Throwing a challenge to opposition People's Democratic Party (PDP), Jammu and Kashmir chief minister Omar Abdullah on Saturday offered support of his 28 legislators to the opposition and asked it to come up with a concrete solution to the Kashmir dispute.
"You have 21 assembly
members. I will provide you the support of my 28 MLAs. You will have 50 seats with you. Let you come forward with a certain and categorical solution to the Kashmir issue," Abdullah said in his speech made in north Kashmir's Baramulla district.
The statement comes days after PDP patron Mufti Muhammad Sayeed claimed that he would resolve the issue if he had 40 seats in the state assembly. The state is set for assembly elections next year.

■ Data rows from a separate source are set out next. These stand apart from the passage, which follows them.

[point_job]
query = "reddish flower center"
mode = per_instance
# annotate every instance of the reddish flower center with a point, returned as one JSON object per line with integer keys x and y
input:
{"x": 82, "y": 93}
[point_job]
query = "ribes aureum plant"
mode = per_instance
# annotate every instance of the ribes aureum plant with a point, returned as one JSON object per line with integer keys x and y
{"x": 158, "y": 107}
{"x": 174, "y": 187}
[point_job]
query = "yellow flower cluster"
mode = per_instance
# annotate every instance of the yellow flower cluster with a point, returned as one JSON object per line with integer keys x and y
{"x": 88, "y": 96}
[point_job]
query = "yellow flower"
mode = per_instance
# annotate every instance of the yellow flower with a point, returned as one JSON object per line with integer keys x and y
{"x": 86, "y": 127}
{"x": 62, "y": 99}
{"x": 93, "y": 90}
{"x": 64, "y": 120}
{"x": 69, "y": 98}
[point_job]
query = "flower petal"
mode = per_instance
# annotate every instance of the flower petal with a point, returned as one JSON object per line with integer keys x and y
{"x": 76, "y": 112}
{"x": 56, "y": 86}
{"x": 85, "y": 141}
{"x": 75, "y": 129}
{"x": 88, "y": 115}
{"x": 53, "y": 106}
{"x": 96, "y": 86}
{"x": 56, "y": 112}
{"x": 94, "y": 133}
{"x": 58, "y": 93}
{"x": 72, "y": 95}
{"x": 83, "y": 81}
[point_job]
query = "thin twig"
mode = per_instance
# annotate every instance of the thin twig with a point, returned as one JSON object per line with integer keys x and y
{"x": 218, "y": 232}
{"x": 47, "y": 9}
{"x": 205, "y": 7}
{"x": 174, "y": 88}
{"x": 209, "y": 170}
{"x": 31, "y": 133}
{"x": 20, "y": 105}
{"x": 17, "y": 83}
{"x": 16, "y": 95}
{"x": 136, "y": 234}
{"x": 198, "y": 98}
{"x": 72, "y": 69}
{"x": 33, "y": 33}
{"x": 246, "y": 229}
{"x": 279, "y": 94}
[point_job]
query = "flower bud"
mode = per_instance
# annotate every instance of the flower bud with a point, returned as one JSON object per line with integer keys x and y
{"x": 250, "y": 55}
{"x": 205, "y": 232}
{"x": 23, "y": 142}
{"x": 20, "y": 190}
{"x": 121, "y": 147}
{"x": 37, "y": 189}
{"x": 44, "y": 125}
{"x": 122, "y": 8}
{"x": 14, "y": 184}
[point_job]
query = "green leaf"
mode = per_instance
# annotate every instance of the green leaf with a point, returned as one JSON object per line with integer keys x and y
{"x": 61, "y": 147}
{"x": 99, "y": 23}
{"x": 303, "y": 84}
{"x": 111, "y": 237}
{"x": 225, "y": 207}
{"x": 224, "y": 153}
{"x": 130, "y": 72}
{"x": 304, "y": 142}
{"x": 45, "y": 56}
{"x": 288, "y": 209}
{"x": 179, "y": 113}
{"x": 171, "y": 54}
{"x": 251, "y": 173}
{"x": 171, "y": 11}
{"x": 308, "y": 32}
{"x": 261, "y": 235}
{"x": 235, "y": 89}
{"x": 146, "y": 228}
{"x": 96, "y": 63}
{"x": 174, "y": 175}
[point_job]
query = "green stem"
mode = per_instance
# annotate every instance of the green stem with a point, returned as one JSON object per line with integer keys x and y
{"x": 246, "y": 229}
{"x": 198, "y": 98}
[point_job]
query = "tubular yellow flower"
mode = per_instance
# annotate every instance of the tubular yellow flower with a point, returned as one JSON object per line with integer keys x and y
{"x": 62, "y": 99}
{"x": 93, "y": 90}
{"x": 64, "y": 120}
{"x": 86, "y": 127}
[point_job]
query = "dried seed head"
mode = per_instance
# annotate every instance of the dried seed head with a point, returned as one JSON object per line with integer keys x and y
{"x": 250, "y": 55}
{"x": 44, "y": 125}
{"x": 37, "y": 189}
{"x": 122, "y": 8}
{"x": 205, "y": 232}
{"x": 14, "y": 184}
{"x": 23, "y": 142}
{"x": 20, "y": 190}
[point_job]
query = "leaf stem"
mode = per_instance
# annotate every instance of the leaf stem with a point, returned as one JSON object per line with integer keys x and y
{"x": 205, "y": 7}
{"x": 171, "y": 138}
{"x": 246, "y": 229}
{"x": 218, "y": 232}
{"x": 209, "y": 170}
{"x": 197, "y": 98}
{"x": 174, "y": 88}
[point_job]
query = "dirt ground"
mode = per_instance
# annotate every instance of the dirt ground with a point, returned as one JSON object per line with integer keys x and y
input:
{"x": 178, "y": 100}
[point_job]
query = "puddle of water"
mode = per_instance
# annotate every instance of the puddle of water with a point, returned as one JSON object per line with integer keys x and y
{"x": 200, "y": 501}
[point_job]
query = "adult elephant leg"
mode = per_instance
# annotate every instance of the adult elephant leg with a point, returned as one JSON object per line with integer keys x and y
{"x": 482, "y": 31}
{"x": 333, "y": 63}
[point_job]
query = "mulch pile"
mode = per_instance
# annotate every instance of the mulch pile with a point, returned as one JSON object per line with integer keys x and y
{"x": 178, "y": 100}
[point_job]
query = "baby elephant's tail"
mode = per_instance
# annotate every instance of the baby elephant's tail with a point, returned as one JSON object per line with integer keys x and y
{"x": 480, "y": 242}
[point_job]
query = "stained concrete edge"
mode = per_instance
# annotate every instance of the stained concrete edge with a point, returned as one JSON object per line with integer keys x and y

Taking pot shots at the PDP's claim, Abdullah said, "What a lie are you telling to people? People have understood your only agenda of grabbing power by hook or crook. The public is wiser enough to be led astray by you time and again."
Offering to relinquish his seat if the PDP could pave the way for a solution to Kashmir with 40 seats, the chief minister said, "The PDP leadership should read the writing on the wall written by the masses for writing this party off from the political arena of Jammu and Kashmir."
He described the PDP claim as "mere slogans and false promises to attract public attention". "The 60-year-old Kashmir issue could not be solved by the long struggle spearheaded by Sheikh Mohammad Abdullah. It could not be solved by the four wars fought by India and Pakistan. It could not be solved by 25 years of militancy and disturbance. It could not be solved through summits and dialogues. How could anyone with 40 seats resolve it with a blink of an eye?" Abdullah asked.
He criticised PDP leaders' statement claiming that Pakistan had no role in the Kashmir issue and said, "The role of Pakistan has been established in Kashmir on several occasions." "You (Sayeed) were once talking of double currency. What is this new tone? Are you doing it to appease New Delhi," the chief minister said.
Abdullah said the leaders of India and Pakistan "should talk and talk in the right direction and perspective to resolve this issue once for all".
"We want to tell our children that the Kashmir issue no longer exists, and peace and development have taken the permanent place here," Abdullah said while asking for resumption of dialogue between the two neighbours.
He said the government or any political leadership here was not in a position to resolve issues between India and Pakistan. "Some elements do not want India and Pakistan to talk. They want the issue to remain burning for their vested interests," he said, adding that his party would continue to work for facilitation of the dialogue.